Corona verandert álles, ook de soort delicten die nu worden gepleegd. Over huisinbraken horen we (logischerwijs) bijzonder weinig, over huiselijk geweld des te meer. Een paar weken geleden is een lerares slachtoffer geworden van huiselijk geweld terwijl zij via een videoverbinding les gaf aan een klas. Aan (getuigen)bewijs in deze zaak waarschijnlijk geen gebrek, maar wat voor straf zou deze man kunnen krijgen?
Onder de noemer huiselijk geweld (niet te verwarren met huishoudelijk geweld, een oude #taaluitdezaal), vallen meerdere delicten. Waarschijnlijk denk je in eerste instantie aan (zware) mishandeling, maar vergeet seksueel geweld of “simpelweg” bedreiging ook niet. Gaat het om een “eenvoudige” mishandeling, d.w.z. mishandeling met alleen pijn (geen letsel) of gering letsel tot gevolg, dan volgt een boete of (ca. 120 uur) taakstraf. Gaat het om een “zware” mishandeling, dan wordt al snel een gevangenisstraf opgelegd. Denk aan grofweg 3 maanden voor zwaar lichamelijk letsel zonder wapen, 6 maanden voor een kopstoot en/of trappen tegen het hoofd, en 1 jaar voor zwaar lichamelijk letsel met behulp van een wapen (niet zijnde een vuurwapen).
Een aparte categorie is huiselijk geweld jegens kinderen. Sinds de gedeeltelijke lockdown is het aantal telefoontjes naar de Kindertelefoon met ca. 40% gestegen… In principe geldt voor (zware) mishandeling gericht tegen kinderen dezelfde richtlijn, maar wel is het zo dat de leeftijd en kwetsbaarheid van het slachtoffer mee kunnen spelen.

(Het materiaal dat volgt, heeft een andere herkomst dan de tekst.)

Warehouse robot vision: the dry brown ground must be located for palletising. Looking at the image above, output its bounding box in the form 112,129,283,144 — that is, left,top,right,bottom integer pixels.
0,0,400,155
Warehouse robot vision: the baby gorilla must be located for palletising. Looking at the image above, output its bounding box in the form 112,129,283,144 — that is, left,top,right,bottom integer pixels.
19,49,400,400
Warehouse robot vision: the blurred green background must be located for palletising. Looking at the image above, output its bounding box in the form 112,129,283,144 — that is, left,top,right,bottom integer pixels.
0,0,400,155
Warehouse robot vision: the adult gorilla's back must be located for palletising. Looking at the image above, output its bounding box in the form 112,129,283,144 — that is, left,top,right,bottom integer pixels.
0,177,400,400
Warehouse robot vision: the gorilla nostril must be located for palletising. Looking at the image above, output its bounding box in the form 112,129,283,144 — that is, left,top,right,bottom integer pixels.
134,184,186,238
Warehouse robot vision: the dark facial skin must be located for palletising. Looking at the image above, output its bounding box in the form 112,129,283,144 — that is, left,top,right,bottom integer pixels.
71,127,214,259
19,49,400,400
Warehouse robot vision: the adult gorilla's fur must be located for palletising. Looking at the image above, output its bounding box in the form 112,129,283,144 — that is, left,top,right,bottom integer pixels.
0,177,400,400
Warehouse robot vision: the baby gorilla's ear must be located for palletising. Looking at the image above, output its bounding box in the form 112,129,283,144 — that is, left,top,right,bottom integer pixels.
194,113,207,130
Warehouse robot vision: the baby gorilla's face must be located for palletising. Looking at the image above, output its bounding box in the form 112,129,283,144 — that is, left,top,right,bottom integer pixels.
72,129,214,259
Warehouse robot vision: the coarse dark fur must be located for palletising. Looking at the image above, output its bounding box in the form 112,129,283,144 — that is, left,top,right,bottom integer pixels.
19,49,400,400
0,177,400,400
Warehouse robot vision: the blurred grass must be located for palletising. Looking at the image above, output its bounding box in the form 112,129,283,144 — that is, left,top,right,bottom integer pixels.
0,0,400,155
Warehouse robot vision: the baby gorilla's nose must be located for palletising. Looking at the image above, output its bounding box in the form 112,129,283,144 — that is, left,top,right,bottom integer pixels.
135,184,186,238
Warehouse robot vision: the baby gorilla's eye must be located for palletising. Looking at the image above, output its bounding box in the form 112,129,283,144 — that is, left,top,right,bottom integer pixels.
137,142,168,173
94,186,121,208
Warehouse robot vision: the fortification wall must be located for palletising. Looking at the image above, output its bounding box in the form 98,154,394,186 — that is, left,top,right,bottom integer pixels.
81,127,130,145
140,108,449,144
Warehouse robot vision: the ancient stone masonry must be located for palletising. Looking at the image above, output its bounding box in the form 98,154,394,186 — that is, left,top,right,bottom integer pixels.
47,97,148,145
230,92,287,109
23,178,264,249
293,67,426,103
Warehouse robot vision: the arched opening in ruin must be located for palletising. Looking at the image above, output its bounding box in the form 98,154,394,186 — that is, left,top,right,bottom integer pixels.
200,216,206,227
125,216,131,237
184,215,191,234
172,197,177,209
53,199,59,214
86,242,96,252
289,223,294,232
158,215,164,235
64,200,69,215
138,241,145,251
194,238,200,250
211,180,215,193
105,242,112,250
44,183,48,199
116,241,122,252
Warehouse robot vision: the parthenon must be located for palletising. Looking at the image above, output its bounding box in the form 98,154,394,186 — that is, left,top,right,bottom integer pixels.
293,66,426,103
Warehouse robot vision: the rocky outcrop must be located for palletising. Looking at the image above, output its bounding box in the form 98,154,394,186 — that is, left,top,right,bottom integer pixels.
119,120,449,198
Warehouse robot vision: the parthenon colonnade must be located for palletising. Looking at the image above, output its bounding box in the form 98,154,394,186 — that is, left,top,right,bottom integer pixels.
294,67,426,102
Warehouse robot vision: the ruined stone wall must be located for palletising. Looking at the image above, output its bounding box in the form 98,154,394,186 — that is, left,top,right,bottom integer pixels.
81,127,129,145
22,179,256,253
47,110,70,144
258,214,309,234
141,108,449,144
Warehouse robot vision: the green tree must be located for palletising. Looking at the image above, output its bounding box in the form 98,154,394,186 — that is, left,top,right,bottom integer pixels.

Een gevangenisstraf ligt dan eerder in de rede dan een taakstraf. Ook wordt in dit soort zaken vaak Jeugdbescherming ingeschakeld.
De straf is echter altijd afhankelijk van de persoonlijke omstandigheden van de verdachte en diens strafblad. In dit soort zaken komt een taakstraf i.c.m. een voorwaardelijke gevangenisstraf en een proeftijd ook regelmatig voor. Gaat de veroordeelde tijdens de proeftijd dan nóg een keer de mist in, dan blijft er niets anders over dan afkoelen tussen 4 muren.
Tegen de partner van de lerares is aangifte gedaan.